In any case, Scanlon sees no reason to fret over his career path. “I look at tournaments as they come to me and keep on fishing. I know there’s going to be something to fish.”

Scanlon’s sponsor base is secure. “All have been with me through my entire career. That was another thing about fishing the Elites – it allowed me to grow business relationships with the sponsors I have currently, which has been huge for my career."

Scanlon’s still single, with no dependents, and his guide business fills in the holes in his schedule and checkbook.

What else is there in life? Twenty, 30 more years of the same, and ride off into the sunset, right?

“Do you ever retire as a bass fisherman?” Scanlon joked. “All of us would like to do that at some point.

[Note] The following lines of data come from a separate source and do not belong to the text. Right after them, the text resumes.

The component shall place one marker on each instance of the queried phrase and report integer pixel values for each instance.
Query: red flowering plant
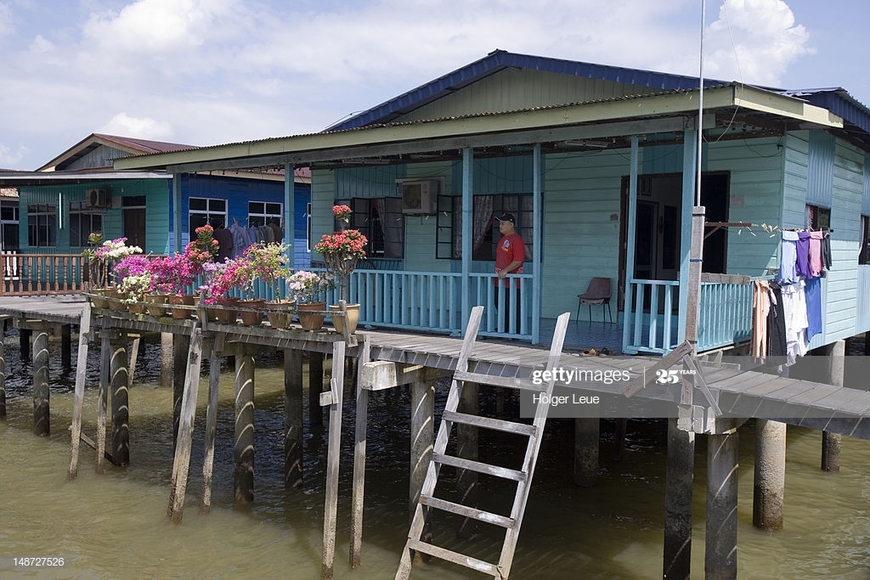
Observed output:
(342, 250)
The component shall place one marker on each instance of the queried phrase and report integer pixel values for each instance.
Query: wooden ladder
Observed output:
(522, 477)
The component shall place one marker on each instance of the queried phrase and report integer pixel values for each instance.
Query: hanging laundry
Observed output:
(788, 258)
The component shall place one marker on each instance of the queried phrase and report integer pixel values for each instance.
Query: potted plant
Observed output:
(134, 281)
(341, 251)
(308, 289)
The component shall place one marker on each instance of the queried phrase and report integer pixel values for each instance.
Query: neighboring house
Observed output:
(79, 192)
(599, 165)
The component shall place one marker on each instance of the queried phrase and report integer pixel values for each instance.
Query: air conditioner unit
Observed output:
(420, 196)
(97, 198)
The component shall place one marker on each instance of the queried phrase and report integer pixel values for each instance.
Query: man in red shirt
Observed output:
(509, 256)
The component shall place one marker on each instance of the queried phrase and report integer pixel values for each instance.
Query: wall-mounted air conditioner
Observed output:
(97, 198)
(420, 196)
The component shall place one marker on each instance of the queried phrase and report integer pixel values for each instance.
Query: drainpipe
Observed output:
(630, 241)
(536, 244)
(467, 222)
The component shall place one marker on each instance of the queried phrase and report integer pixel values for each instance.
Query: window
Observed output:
(261, 213)
(206, 211)
(864, 253)
(82, 222)
(484, 228)
(9, 224)
(817, 218)
(381, 221)
(41, 225)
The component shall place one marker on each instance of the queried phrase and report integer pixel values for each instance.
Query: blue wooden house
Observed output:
(601, 166)
(79, 192)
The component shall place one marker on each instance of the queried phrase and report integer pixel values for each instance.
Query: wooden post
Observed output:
(41, 391)
(66, 346)
(720, 556)
(24, 343)
(120, 402)
(293, 418)
(181, 464)
(359, 458)
(836, 353)
(134, 357)
(586, 437)
(243, 452)
(166, 351)
(180, 348)
(2, 374)
(335, 397)
(315, 386)
(79, 398)
(679, 480)
(467, 439)
(105, 378)
(769, 476)
(214, 378)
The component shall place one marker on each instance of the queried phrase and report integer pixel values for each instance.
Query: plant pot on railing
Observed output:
(251, 311)
(186, 302)
(311, 314)
(280, 313)
(223, 310)
(351, 317)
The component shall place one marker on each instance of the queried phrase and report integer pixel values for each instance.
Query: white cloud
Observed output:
(754, 41)
(141, 127)
(10, 158)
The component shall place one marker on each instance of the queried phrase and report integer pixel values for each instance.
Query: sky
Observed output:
(206, 72)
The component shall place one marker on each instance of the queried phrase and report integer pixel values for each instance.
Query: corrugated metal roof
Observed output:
(501, 59)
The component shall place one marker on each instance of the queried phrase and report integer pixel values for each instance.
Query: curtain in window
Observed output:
(481, 223)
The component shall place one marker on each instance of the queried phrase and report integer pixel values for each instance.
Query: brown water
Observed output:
(114, 525)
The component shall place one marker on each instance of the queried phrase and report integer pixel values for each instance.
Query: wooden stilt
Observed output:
(769, 476)
(120, 402)
(586, 437)
(66, 345)
(315, 386)
(41, 391)
(105, 378)
(679, 481)
(180, 348)
(468, 443)
(181, 465)
(831, 441)
(79, 397)
(2, 374)
(166, 351)
(243, 452)
(134, 357)
(214, 378)
(333, 398)
(293, 419)
(720, 556)
(359, 459)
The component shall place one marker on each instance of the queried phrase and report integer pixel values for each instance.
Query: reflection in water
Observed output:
(114, 526)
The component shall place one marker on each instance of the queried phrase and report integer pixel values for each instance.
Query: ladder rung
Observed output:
(497, 381)
(479, 467)
(469, 512)
(489, 423)
(455, 557)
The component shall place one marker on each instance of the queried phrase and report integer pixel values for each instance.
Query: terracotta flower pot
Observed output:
(310, 321)
(252, 315)
(280, 314)
(352, 318)
(182, 313)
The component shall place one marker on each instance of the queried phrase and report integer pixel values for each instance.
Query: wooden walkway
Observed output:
(741, 394)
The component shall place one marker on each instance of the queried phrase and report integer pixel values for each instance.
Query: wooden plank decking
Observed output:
(741, 393)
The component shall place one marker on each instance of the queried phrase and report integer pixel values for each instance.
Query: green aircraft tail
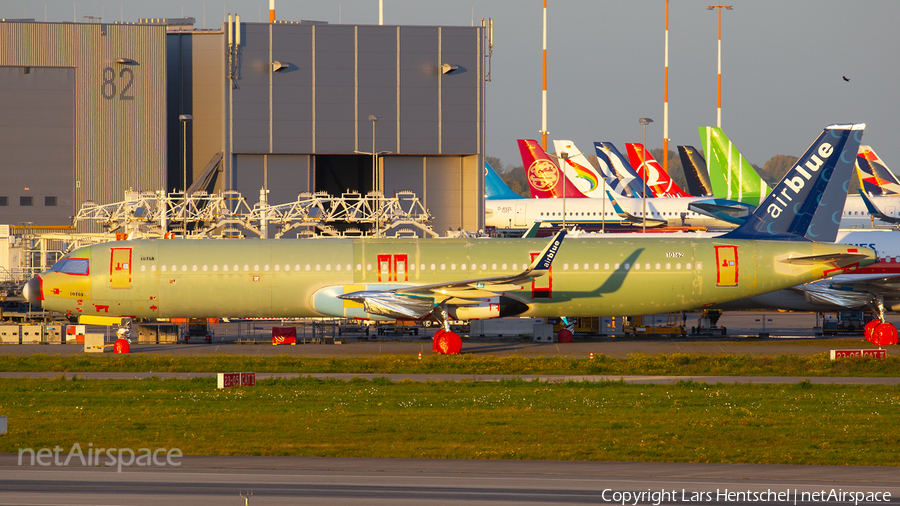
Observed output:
(731, 175)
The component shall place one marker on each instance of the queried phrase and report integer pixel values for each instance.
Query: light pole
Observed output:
(719, 108)
(565, 157)
(374, 119)
(644, 122)
(184, 118)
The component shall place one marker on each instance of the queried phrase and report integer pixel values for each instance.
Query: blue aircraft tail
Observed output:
(495, 188)
(808, 202)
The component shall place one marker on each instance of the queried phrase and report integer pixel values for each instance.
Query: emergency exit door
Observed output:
(393, 268)
(120, 268)
(726, 266)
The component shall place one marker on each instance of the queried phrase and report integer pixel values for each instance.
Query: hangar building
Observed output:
(91, 110)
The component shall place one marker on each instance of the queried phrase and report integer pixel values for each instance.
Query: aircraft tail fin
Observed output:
(649, 169)
(618, 169)
(494, 186)
(874, 176)
(731, 175)
(808, 202)
(578, 169)
(875, 211)
(695, 171)
(545, 180)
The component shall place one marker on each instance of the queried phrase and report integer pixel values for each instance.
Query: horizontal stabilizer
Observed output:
(726, 210)
(650, 222)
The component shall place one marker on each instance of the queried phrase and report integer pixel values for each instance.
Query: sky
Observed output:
(783, 63)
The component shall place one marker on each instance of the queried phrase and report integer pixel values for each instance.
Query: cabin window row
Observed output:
(433, 267)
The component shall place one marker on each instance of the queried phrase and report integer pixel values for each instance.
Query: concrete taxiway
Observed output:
(338, 481)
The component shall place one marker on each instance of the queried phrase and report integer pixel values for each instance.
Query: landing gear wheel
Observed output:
(885, 333)
(448, 343)
(869, 330)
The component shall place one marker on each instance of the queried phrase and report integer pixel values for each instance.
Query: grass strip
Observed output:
(686, 422)
(673, 364)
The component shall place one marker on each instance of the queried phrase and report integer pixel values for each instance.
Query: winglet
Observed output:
(543, 261)
(808, 202)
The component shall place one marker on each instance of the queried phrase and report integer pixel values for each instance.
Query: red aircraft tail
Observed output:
(545, 179)
(650, 171)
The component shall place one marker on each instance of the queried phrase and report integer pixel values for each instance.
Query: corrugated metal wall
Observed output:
(338, 75)
(120, 109)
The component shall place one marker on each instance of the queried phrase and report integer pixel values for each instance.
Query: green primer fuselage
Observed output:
(280, 278)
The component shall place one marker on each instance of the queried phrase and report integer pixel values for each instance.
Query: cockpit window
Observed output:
(78, 266)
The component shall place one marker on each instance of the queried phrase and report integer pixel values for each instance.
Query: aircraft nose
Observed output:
(32, 291)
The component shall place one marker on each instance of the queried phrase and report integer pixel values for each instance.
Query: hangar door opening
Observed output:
(337, 174)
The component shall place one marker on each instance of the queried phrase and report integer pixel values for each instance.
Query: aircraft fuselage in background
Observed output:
(520, 213)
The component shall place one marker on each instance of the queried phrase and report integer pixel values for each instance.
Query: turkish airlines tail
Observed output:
(650, 171)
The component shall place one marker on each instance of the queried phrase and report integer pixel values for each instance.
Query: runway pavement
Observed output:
(550, 378)
(616, 347)
(338, 481)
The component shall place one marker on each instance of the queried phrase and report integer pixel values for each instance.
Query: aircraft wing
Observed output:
(414, 302)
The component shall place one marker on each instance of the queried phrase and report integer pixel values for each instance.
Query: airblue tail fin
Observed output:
(808, 202)
(494, 186)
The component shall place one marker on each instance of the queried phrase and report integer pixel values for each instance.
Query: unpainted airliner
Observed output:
(467, 279)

“But it’s a tough life. Financial security hasn’t always been there. When good fortune comes your way, you need to make the most of it, be smart about it and put some money in the piggy bank.”

Pretty sound advice from a guy born in the '80s. Perhaps the Elite Series matured more than just Casey’s fishing.

(Joe Balog is the often-outspoken owner of Millennium Promotions, Inc., an agency operating in the fishing and hunting industries. A former Bassmaster Open and EverStart Championship winner, he's best known for his big-water innovations and hardcore fishing style. He's a popular seminar speaker, product designer and author, and is considered one of the most influential smallmouth fishermen of modern times.)